Сказание об Иле Глава 2 Благодар

Альберт Калинов
Благодар
Иль праздновал. Подходил к концу второй день светлого праздника Благодара. Его отмечали в середине осени, когда природа открывала свой богатый ларь и щедро одаривала человека. 

Вдоль дорог стояли длинные столы, украшенные лесной ягодой, осенней листвой и лепестками послецвета, растущего на южных склонах Малого Хаагума. Эти благородные цветы набирали свою силу как раз к середине осени.

В небе, напитанным солнцем, щебетали многоголосые птахи. Оно было чистым и ясным и словно бы искрилось, впрочем, как и всегда в это время года.

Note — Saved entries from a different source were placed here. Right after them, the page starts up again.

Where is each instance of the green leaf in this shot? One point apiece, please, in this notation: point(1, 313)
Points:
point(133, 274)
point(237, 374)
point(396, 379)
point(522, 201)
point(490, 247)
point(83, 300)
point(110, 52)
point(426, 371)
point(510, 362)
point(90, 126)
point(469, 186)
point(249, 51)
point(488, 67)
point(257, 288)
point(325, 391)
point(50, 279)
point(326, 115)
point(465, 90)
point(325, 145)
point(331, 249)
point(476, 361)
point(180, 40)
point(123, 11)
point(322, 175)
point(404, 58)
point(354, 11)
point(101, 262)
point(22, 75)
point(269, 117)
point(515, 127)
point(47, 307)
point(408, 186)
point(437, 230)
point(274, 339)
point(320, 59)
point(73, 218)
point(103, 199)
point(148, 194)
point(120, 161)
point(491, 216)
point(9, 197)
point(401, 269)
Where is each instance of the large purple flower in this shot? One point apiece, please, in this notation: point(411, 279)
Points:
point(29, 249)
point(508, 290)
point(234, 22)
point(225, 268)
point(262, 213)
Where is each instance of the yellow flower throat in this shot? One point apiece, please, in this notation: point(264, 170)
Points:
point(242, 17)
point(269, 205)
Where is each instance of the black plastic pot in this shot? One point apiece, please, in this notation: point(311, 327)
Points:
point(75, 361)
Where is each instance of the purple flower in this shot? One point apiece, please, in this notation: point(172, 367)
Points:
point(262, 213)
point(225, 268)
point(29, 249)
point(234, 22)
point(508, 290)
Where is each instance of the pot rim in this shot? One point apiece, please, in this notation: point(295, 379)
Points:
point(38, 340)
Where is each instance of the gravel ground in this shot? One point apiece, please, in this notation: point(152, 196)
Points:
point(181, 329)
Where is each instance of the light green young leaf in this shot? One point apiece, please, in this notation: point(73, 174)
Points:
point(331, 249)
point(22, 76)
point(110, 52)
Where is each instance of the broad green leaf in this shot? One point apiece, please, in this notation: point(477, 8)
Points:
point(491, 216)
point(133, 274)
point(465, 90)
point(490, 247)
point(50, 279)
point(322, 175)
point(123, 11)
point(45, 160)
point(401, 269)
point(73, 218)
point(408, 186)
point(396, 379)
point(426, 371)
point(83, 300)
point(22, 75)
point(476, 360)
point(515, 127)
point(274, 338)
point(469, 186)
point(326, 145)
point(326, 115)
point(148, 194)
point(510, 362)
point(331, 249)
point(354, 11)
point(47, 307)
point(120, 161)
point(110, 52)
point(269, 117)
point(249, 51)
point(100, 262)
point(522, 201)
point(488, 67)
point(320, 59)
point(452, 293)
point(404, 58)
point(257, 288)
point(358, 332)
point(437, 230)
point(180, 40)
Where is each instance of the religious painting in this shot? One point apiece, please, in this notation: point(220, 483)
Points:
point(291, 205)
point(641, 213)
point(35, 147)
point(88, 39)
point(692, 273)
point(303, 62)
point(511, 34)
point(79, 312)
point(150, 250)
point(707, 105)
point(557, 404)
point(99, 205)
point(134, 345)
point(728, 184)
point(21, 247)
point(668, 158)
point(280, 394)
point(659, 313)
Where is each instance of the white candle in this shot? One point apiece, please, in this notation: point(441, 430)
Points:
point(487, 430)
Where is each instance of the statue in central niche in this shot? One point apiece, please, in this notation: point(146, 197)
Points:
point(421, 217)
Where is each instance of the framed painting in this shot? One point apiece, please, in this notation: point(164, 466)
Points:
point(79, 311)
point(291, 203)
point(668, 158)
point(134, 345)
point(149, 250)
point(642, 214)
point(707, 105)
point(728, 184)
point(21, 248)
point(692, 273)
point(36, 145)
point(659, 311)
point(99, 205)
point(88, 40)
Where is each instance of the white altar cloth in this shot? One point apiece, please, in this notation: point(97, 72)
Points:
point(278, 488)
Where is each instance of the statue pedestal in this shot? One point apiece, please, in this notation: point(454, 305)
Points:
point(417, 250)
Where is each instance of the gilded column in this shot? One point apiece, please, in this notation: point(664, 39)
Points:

 На больших деревянных подносах горки лесных орехов. Совсем мелкие, с ячменное зернышко, и крупные, величиной с детский кулак, колючие, как ежи, и гладкие, вроде бы их скорлупа отшлифована кем-то, — все они здесь. Был на этом столе и орех седого дерева. Такой редкий орех — настоящее лакомство.
 
Здесь же, на столах, стояли глиняные кувшины. Разные по форме, они искусно расписаны тонким орнаментом: то в виде сказочных цветов, то в виде фантастических животных и пестрокрылых птиц. Около кувшинов, наполненных до краев, сидели торговцы с Большого озера. Они гости Иля, их щедро угощали, предлагая самое вкусное. На ароматные запахи со всех сторон слетались жуки и пчелы, им тоже перепадало с праздничного стола.
 
Были здесь и дичь, и рыба. В центре на огромных серебряных блюдах разлеглась, раскинув на всю ширину свои плавники, как  крылья, царская рыба куранга. Вот запахло сладковатым дымком — это вяленая туша дикого козла. Из деревянных резных ковшей струился душистый мед. Очумевшие от несмолкаемой праздничной карусели музыканты сменяли друг друга, не давая остыть стареньким инструментам. Дудочки, трещотки  бубны и барабаны — сегодня все они в ходу. То тут, то там веселыми стайками носилась нарядная детвора. Ряженые в лесных чудищ  парни смешно пугали девушек, сбившихся в стайки, а одиноких прохожих неутомимо завлекали в незатейливые игры.

 Старики при этом внимательно наблюдали, чтобы не было нарушений на светлом празднике. А уж тех, кто разгулялся не на шутку, окунали в чан с кислыми огурцами.
Стоял тот чан на самом видном месте. На потеху всем могли бросить туда гордецов, людей богатых и даже знатных, чтобы «отмыть» от гордости и зазнайства.
Правила на празднике были простыми — всем должно быть место за большим столом. Будь ты чужеземный странник или безродный бродяга, будешь одет и накормлен в светлый праздник Благодара.

Везде, где играли дети, был слышен приятный уху перезвон. Источником сей нежной какофонии являлись привязанные к детским ладыжкам колокольчики. Так было заведено от самых истоков и до сей поры: родившемуся в народе Иль крепили к голени маленький колокольчик.
 
За тонкую связь с незримым миром, дающим жизнь, берегли его как собственную жизнь. Пронося через все свои дни, расставались с ним только в смертный час.
 
К вечеру по всему Илю слышны песни, особенно красивы они на закате. Посреди домов с высокими крышами, на которых громоздились резные размалеванные птицы, расположился богатый двор. Два могучих столба из дубовых бревен держали массивные двери. На них изображено раскидистое дерево.  Его ветви, извиваясь, уходили лучами в разные стороны.  В основании этого дерева расположилась птица, держащая в клюве красную рыбу. Так выглядели ворота, ведущие на царский двор. Сейчас они раскрыты и ждут гостей. Поодаль стоял украшенный узорами дом.  Вечерние лучи скользили по его стенам и крыше  и добавляли  тёплых оттенков, так что узоры на доме начинали переливаться. Крыша его столь высока, что рядом не было дерева, готового соперничать с ним. От дома в сторону ворот шли двое: один из них стар, и поэтому его движения неспешные; другой молод, он специально и почтительно замедлил ход, чтобы идти рядом со старцем. Когда остановились, старик поднял голову к небу, прищурился и сказал:
— Эх, хорошо как поют... Я бы тоже спел, да рассмешу всех. Голуби на моем дворе и те смеяться будут. Дворовые скажут: царь из ума выжил! — На лице старика появилась добрая улыбка. Он положил руку на спину собеседнику и добавил: — На тебя надеюсь, на ум твой. Помню, Роха, чей ты сын. Иди!